Commonplace Book

John Locke

Wikipedia

2017-02-01

“Commonplace books (or commonplaces) are a way to compile knowledge, usually by writing information into books. Such books are essentially scrapbooks filled with items of every kind: recipes, quotes, letters, poems, tables of weights and measures, proverbs, prayers, legal formulas. ‘Commonplace’ is a translation of the Latin term locus communis (from Greek tópos koinós) which means ‘a theme or argument of general application,’ such as a statement of proverbial wisdom.”

“In 1685 the English Enlightenment philosopher John Locke wrote a treatise in French on commonplace books, translated into English in 1706 as A New Method of Making Common-Place-Books, ‘in which techniques for entering proverbs, quotations, ideas, speeches were formulated.’ Locke gave specific advice on how to arrange material by subject and category, using such key topics as love, politics, or religion. Following the publication of his work, publishers often printed empty commonplace books with space for headings and indices to be filled in by their users.
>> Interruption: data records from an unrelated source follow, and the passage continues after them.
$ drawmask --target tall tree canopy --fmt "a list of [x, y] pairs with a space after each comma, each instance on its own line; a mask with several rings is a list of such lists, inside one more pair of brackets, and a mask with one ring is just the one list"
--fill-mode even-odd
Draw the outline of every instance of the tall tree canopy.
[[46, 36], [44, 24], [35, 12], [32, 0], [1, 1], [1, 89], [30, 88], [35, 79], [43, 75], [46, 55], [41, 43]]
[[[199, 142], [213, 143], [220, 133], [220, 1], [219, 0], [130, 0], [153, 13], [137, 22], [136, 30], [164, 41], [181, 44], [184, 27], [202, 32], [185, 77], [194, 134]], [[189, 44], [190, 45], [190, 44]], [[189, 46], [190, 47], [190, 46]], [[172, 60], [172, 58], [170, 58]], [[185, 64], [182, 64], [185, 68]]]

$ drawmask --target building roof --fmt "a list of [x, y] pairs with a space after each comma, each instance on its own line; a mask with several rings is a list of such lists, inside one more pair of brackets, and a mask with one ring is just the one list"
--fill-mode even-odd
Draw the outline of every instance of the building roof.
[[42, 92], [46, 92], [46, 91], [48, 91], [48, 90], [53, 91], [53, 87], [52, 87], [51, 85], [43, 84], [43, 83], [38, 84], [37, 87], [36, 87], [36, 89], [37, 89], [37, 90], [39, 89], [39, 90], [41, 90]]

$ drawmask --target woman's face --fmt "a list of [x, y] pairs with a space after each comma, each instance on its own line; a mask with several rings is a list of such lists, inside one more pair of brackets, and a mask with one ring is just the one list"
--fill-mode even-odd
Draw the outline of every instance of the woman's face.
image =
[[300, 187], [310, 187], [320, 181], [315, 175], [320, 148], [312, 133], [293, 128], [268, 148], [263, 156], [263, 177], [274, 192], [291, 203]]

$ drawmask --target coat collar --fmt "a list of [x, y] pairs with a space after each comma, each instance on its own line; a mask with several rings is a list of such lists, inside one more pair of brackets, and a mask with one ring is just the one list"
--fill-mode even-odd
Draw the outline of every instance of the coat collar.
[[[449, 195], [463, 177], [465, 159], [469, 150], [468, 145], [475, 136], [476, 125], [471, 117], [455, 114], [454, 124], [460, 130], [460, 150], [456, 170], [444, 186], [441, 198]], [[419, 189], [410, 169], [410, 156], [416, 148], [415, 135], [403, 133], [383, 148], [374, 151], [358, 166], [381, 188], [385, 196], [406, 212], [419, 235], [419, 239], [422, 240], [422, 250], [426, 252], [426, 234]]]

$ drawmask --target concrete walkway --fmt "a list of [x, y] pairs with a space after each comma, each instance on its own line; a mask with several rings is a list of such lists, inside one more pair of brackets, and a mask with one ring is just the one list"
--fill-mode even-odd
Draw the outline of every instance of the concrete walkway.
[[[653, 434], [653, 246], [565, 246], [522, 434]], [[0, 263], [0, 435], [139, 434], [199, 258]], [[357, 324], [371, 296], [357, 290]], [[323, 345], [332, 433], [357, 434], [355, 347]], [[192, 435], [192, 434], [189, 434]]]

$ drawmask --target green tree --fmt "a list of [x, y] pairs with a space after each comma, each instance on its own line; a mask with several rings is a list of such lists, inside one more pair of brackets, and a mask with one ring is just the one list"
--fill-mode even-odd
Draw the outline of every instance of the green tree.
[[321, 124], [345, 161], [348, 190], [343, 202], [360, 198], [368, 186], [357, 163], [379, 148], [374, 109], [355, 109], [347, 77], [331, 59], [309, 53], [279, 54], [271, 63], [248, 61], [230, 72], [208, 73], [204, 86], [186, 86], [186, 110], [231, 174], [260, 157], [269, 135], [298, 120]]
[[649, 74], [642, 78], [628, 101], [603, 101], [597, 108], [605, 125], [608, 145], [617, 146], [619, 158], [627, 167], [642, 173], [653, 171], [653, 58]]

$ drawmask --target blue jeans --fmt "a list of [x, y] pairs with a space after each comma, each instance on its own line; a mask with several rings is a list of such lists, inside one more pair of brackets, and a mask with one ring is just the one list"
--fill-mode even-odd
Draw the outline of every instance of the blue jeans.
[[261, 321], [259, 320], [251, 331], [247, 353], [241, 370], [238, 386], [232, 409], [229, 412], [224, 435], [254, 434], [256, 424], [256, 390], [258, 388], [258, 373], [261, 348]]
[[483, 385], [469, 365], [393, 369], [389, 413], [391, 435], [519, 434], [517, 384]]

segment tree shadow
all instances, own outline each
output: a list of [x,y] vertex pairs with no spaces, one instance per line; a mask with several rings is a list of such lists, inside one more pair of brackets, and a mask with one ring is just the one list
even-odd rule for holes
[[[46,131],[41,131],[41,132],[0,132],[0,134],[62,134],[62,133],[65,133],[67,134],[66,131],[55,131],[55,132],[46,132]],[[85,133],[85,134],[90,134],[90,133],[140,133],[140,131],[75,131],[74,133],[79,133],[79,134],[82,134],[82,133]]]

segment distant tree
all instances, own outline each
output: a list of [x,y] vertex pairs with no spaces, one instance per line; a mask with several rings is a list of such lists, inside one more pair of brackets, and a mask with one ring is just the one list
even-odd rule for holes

An example is ‘Bell’s Common-Place Book, Formed generally upon the Principles Recommended and Practised by Mr Locke’ which was published by John Bell almost a century after Locke’s treatise. A copy of this blank commonplace was used by Erasmus Darwin from 1776 to 1787, and it was later used by Charles Darwin who called it ‘the great book’ when composing his grandfather’s biography.”